Fire roared over her head in a wicked plume, the smell of stray strands of her own hair burning filled her nostrils. The stench of burning flesh, however, quickly overpowered it, just as the angry howl of flame overpowered the shrieks of the Cragsmen. She could feel the deck reverberate as feet thundered past her, carrying walking pyres over the railing to plunge into the water below with a hiss.
She got up, patted her head for any stray flames, then looked at the fast-fading plumes of steam rising from the sea.
That works, too.
‘Are you all right?’ Asper’s voice was joined by the sound of bronze on wood as she dragged Quillian to the shict’s position. ‘One moment.
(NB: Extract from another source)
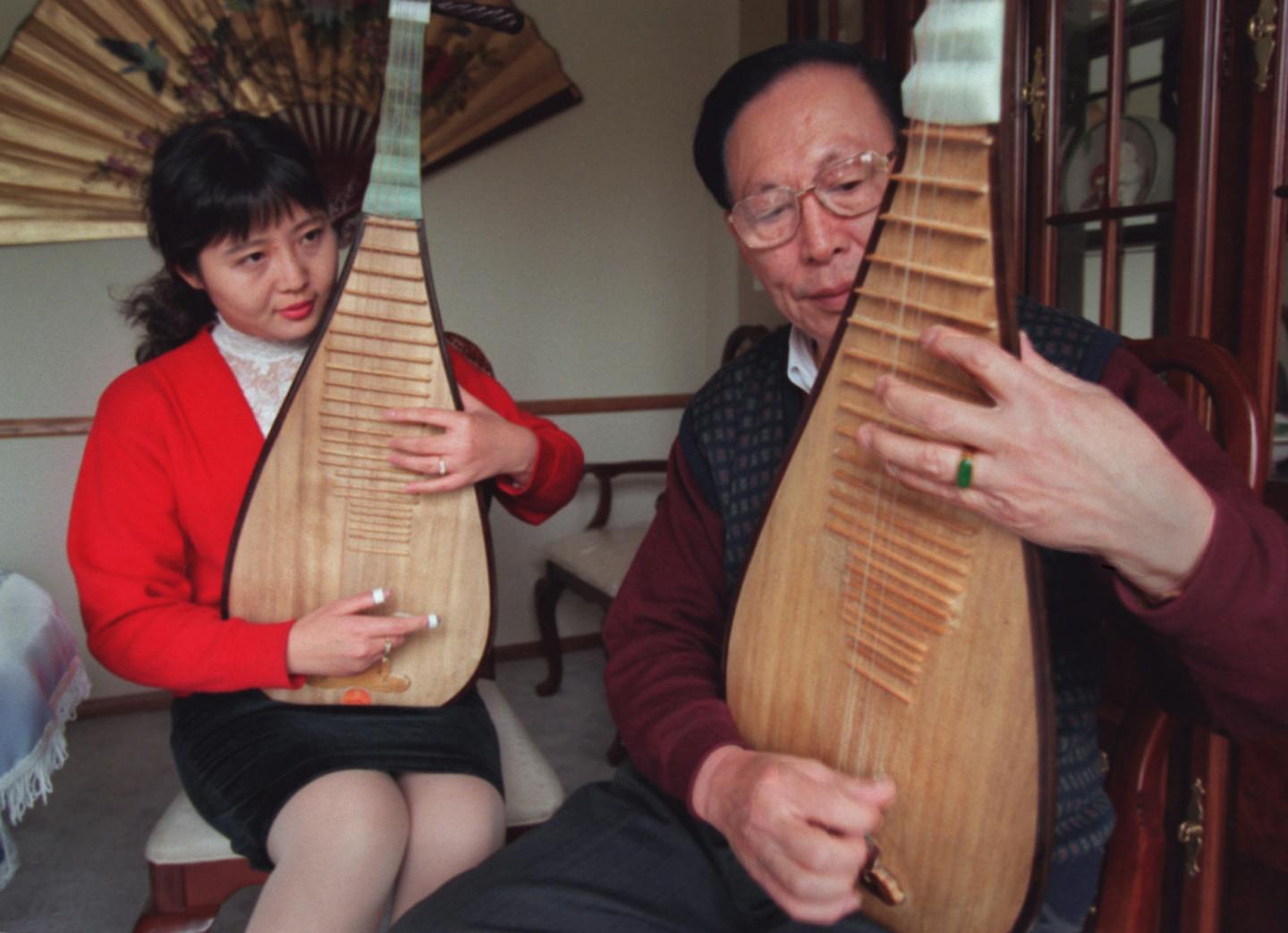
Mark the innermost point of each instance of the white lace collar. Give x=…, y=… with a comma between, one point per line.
x=264, y=369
I can check you over as soon as—’
‘Oh, yes, sure, be certain to check her over.’ Dreadaeleon wore a look of ire as he walked beside her, one hand folded neatly behind him, the other flicking embers from his fingers. ‘I mean, it’s not like I did something incredible like
conjure fire from my own body heat
.’
‘Like
that’s
hard,’ Kataria growled. She pointed out to sea. ‘Those don’t count, by the way.’
‘Don’t . . . what?’
‘Only kills you do yourself count. Wizard kills aren’t real kills.’

Real
kills?’ Asper looked up, disgusted. ‘These are human lives we’re taking!’

We?
’ Kataria asked with a sneer. ‘What did you do aside from try to choke me with moral indignation?’
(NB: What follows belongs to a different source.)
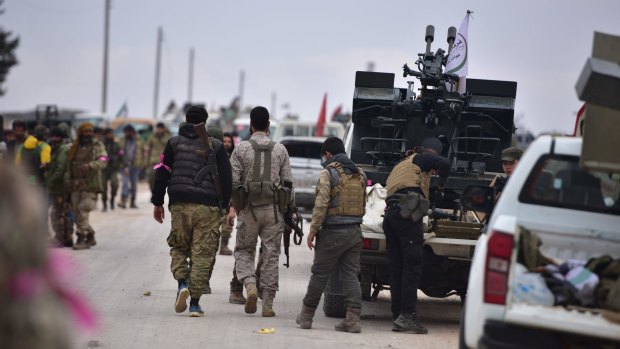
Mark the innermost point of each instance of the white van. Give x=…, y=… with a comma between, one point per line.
x=574, y=216
x=299, y=128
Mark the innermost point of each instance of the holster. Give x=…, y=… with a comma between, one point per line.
x=413, y=206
‘I . . .’ The priestess stiffened, looking down with a frown. ‘I can fight.’
‘Don’t waste your breath on a reply, Priestess,’ came a mutter from the deck, ire unimpeded by her barely conscious stagger. Quillian rose to her feet on trembling legs, turning a scowl upon the shict. ‘One can hardly expect in-humans to understand things like mercy and compassion.’
‘What? Your sword is just for show, then?’ Kataria asked, smiling.
Quillian did not smile back, did not even offer a reply.
Perhaps it was the clarity that the hatchet blow had robbed her of that caused the Serrant’s mask of contempt to crack, or perhaps it was that she simply didn’t want to bother keeping it up anymore. But in that moment, the displays of righteous indignation and palls of virtuous disgust fell away from Quillian’s face.
Hate remained in abundance.
It was a pure hate that Kataria had seen before, albeit rarely, a hate that flowed like an ancestral disease. Quillian hated Kataria, hated her mother, hated her father, hated everything with pointed ears as she hated nothing else, not even the pirates swarming about the deck.
‘Go!
GO!
He’ll kill us all!’
Or running, anyway
, she thought as a tattooed blur rushed past her.
The moment of tense readiness collectively and quickly faded into befuddlement as the Cragsmen rushed towards the companions and then, without even looking, right past them. Precious steel was forgotten, wounded men were ignored, terror shone through every inked face. Kataria watched, baffled and wondering whether shooting them in the back counted.